His acquaintances of travel make a strange and entertaining gallery of people. How admirable is the Arab who could not contain himself for thinking of the way his fruit trees bore, and the tinner of pots who improved his trade with song, and the American who said that the Matterhorn was surprising. There is something restrained and credible in Mr. Belloc's account of these curious beings. He seems to sit still and savour their conversation: he hardly reports his own.

He conveys to the reader a solid and real impression of the men he has met, and it is one of the most delightful parts of his work. They go and come through the essays like minor characters in a novel written with prodigality of invention and genius. It is no exaggeration to say that they are all interesting, persons one could wish to have met. They stand out with the same clearness, the same reality, as the landscapes and physical features that Mr. Belloc describes: they bear the same witness to his curious gift for receiving an impression whole and clean, and presenting it again with lucidity.

This want of exaggeration we find again in the common-sense tone of his descriptions. He makes no literary fuss about being in the open air: perhaps because he did not discover the value of the atmosphere as a stimulant for literature, but always naturally knew it as a proper ingredient in life. He is no George Borrow. There is a reality in his travels that may seem to some often far from poetical: dark shadows and patches about food and its absence, and a despair when marching in the rain which is anything but romantic. He is not self-conscious when speaking of countries, and his boasting of miles covered and places seen has always an essential modesty in it. He disdains no common-sense aid to travel, neither the railway nor his meals; he seems to keep excellently in touch with his boots and his appetite, and to those kindred points his most surprising rhapsodies are true.

Take as an illustration the end of his admirable and discerning judgment upon the inns in the Pyrenees:

In all Sobrarbe, there are but the inns of Bielsa and Torla (I mean in all the upper valleys which I have described) that can be approached without fear, and in Bielsa, as in Venasque and Torla, the little place has but one. At Bielsa, it is near the bridge and is kept by Pedro Pertos: I have not slept in it, but I believe it to be clean and good. El Plan has a Posada called the Posada of the Sun (del Sol), but it is not praised; nay, it is detested by those who speak from experience. The inn that stands or stood at the lower part of the Val d'Arazas is said to be good; that at Torla is not so much an inn as an old chief's house or manor called that of "Viu," for that is the name of the family that owns it. They treat travellers very well.

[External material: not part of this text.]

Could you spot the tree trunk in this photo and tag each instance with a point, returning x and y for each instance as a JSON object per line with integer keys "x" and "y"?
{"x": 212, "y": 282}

This is all that I know of the inns of the Pyrenees.

That is practical writing, admirably done, and, as we should judge, without having tested it, no less likely to be useful to the traveller because it is a prose of literary flavour. On the other hand, the personal avowal in the last sentence gives confidence.

We must continue to look at Mr. Belloc's travels from what we loosely call the practical point of view, and we arrive now at those books in which travel is the means to the pursuit of a certain sort of study. That is the study of history and, in particular, of military events, which can properly be carried out only on the ground where these took place.

We have said that his travel is the material out of which his history is made, and that, though a wide generalization, is to a great extent strictly accurate. His notion of the Western race and its solidarity derives its force not only from a careful and vigorous interpretation of written records, but also from observation of that race to-day. You may see in Esto Perpetua how he verified and amplified his theory very practically by a journey through Northern Africa.

It is true also that his gifts of clear-headedness and lucidity which make valuable his interpretations of written records make it easy for him to read country, to grasp its present possibilities and the effects which it must have had in the past. This steady gift of shrewd and apt vision of the things which really are makes him a useful monitor in a time when men usually deal in gratuitously spun theories.